If we restrict the UMAP to 4920 "data with two or more non-zero values," we get this
https://gyazo.com/9689803635bc2483f202bf33805ed273
What appeared to be a meaningful cluster earlier has mostly disappeared, indicating that it was just an artifact.
Counting the number of pieces
https://gyazo.com/44e6cf0408866a29384d135d7bcacb1b
There are 8 origin data and some data that happen to overlap by 2 (there were 12).
This is a plot of only these two overlapping points in red
https://gyazo.com/a975353317cd7b1eec001355ed9d0484
The core of the cluster of artifacts can be seen
---
This is not a tricky phenomenon that only happens with generated data, but also with real data
Trial and error clustering with DBSCAN for the following UMAPs obtained from real-world data
https://gyazo.com/ca78ba9feeb5beabee68258e4128cdc9
DBSCAN from 2D data did not work very well, so I was trying in 84D space before dimensionality reduction, but it was disturbing that some parameters produced "clusters that excluded what clearly looked like clusters near the center".

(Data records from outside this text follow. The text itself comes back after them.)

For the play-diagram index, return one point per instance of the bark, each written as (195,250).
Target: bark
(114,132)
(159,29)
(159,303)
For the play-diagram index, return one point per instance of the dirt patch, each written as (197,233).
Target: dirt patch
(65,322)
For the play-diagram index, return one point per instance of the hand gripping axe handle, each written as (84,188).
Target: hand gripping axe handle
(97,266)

https://gyazo.com/2f5bb5b150d2c2ceaa7eb3de6daa4e0c
In the process of trying to figure out what caused this, I found that "what looked like a cluster near the center" was a collection of data with few missing values, and the surrounding complex and meaningful shapes were data with many missing values.
https://gyazo.com/66f90b8311c1343c4720c730623b1ca1
I noticed the above phenomenon from this result, where the density of data with more missing values is higher.
Originally, this data was matrix.dropna(thresh=3), but when I changed it to matrix.dropna(thresh=10), the UMAP result is as follows
https://gyazo.com/6c91b8174f233a4441bc3c3fc66a7d08
Almost all of the complex shapes were artifacts.
UMAP of public opinion map
---
This page is auto-translated from /nishio/賛成反対データのUMAP using DeepL. If you looks something interesting but the auto-translated English is not good enough to understand it, feel free to let me know at @nishio_en. I'm very happy to spread my thought to non-Japanese readers.